Когда сбывается несбывшееся… (сборник)
Шрифт:
— Нют, добавь картошечки и грибочков, — по-хозяйски распоряжается Василий, выпивая и окидывая взглядом стол.
Анюта уходит на кухню.
— А вот еще такой анекдот… — продолжает Вася, откликаясь на призыв к «мужской солидарности».
— Да ну вас с вашими анекдотами. Надоели, — говорит Мария, вставая и направляясь в сторону совмещенного санузла.
Вася досказывает неприличный анекдот и мужчины хохочут, снова чокаются и выпивают.
— Слушай, Васек, — пользуясь моментом, что они остались одни, тихонько говорит Владимир, — а давай нашими
Вася, хоть уже и пьян, но все же еще соображает, «откуда ветер веет».
— Так я и думал… Значит, заездила тебя твоя баба, — говорит Вася, усмехаясь. И тут же свирепея, добавляет, — а ты, значит, на Нютку мою глаз положил?
Вася встает, тянется через весь стол, хватает квартиранта-мужа за расстегнутый ворот рубашки и бьет со всего маху. При этом Вася задевает свою тарелку с едой и рюмку, которые падают на пол и разбиваются.
В это время на кухне Анюта накладывает в тарелку вареную картошку, щедро посыпая ее жареными опятами. Она слышит, долетающие из комнаты звуки бьющейся посуды и голоса мужчин, которые разговаривают явно на повышенных тонах. Быстро направляется туда.
А тут уже вовсю драка…
— Да вы что, мужики, — пытается разнять дерущихся мужиков женщина.
В потасовке ее толкают, она роняет тарелку с картошкой и грибами на пол.
На шум в комнату спешит квартирантка Мария. Не разбираясь, в чем дело, но видя, что ее мужик побит, «гром-баба» дает тумака Анюте так, что та отлетает на диван. Затем от ее тяжелых ручищ достается и Васе. Неожиданно «гром-баба» падает, поскользнувшись на жареных опятах, рассыпанных по полу.
— Да ты чего ручищи свои мужицкие распустила? Хоть бы спросила, из-за чего драка, — огрызается Василий, пользуясь моментом, пока упавшая грузная женщина приходит в себя.
В это время Владимир, опасаясь, что Вася сейчас проговорится, снова начинает потасовку, стараясь заткнуть ему рот.

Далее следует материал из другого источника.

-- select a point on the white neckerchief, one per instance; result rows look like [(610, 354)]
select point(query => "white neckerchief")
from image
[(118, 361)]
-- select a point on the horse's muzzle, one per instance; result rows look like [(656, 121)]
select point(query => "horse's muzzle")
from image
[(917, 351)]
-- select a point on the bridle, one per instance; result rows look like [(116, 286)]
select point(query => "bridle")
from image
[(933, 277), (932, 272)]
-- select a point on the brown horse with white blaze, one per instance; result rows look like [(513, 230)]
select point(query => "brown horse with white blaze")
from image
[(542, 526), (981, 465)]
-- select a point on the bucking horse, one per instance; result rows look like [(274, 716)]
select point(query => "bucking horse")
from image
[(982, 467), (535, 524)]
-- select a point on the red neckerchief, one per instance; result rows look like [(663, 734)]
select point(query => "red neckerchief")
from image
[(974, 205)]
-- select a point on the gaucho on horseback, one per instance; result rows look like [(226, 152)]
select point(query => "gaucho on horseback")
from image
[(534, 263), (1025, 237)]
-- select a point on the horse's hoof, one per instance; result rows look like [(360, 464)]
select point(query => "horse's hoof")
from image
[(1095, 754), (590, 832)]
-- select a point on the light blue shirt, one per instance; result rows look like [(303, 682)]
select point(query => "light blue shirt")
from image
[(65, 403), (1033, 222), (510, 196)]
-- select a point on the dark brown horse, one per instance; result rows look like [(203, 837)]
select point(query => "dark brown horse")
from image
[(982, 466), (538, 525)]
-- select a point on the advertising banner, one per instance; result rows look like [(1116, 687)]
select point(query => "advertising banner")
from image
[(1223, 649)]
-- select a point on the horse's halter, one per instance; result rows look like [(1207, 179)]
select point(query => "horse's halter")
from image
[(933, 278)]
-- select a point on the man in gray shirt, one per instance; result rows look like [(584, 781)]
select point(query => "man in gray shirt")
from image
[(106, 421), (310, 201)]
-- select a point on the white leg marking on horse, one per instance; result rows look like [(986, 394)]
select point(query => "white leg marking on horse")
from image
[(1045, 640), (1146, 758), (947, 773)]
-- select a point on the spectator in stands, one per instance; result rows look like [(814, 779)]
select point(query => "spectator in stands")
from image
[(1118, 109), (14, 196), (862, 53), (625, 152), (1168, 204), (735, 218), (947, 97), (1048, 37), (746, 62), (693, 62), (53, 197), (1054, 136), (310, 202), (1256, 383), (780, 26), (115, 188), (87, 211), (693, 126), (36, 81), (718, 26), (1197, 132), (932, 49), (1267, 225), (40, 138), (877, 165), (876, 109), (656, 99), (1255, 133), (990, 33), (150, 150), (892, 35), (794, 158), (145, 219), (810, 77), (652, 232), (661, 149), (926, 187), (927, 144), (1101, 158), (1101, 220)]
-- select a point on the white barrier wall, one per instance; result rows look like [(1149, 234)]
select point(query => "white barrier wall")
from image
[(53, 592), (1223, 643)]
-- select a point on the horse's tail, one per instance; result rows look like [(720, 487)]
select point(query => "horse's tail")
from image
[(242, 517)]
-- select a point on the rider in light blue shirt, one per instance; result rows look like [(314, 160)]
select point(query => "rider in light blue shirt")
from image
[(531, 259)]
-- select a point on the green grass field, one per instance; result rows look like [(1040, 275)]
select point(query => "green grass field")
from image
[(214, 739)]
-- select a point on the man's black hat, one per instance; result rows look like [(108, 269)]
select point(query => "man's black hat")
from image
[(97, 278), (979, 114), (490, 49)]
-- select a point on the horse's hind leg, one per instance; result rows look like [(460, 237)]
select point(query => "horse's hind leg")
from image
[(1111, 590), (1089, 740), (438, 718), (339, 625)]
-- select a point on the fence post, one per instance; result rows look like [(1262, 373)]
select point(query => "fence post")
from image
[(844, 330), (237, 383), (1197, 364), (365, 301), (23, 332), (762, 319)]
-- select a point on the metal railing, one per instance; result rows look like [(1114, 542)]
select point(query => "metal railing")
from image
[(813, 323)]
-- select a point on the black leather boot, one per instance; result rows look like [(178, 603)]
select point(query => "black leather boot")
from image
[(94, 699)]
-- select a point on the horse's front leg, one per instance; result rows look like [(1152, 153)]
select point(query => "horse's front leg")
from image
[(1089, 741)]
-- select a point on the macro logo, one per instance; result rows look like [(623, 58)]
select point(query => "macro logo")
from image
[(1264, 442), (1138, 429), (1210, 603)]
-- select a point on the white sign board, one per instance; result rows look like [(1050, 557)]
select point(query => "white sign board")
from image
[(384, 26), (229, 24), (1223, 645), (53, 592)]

За Васю вступается Анюта, оттаскивая от него обозленного постояльца. И под защитой Анюты Вася успевает выкрикнуть визжащим голосом, как побитый щенок из-под лавки: «Да ты хоть знаешь, что твой мужик предлагал? Бабами поменяться… На Нютку мою позарился»…
Мария, поднявшись с пола, недовольно потирает ушибленный бок и осмысливает услышанное. Разворачивается в сторону своего благоверного. Тот начинает пятиться…
— Так ты опять за старое, стервец проклятый, — говорит обиженная и разгневанная женщина.
Далее начинается потасовка, выражаясь спортивным языком, «другой весовой категории». Все падает, рушится, разбивается…
Вася и Анюта пятятся, боясь попасть под горячую руку.
А в это самое время по мере нарастания шума в Анютиной квартире, баба Нюра проявляет беспокойство. Она несколько раз прикладывает ухо к стене. Затем не выдерживает и выходит на лестничную площадку.
Баба Нюра оставляет дверь своей квартиры открытой и тихонько подходит к двери соседки. Слышит крики, доносящиеся оттуда, но зачем-то еще прикладывает ухо к двери и только после этого нажимает на кнопку звонка.
Дверь
— Ой! Убиваются, — только и может выговорить она, подразумевая своих квартирантов.
Баба Нюра, испуганно и молча, пятится к двери своей квартиры.
С лестничной площадки в открытую дверь видна часть ее прихожей. В углу на маленькой тумбочке стоит телефон. Баба Нюра хватает трубку телефона и набирает всего две цифры.
— Милиция? Ой, убивают!
— Кого? — спрашивает голос в телефонной трубке.
— Соседку! — докладывает баба Нюра.
— Говорите адрес, — отзывается дежурный на сигнал взволнованной женщины.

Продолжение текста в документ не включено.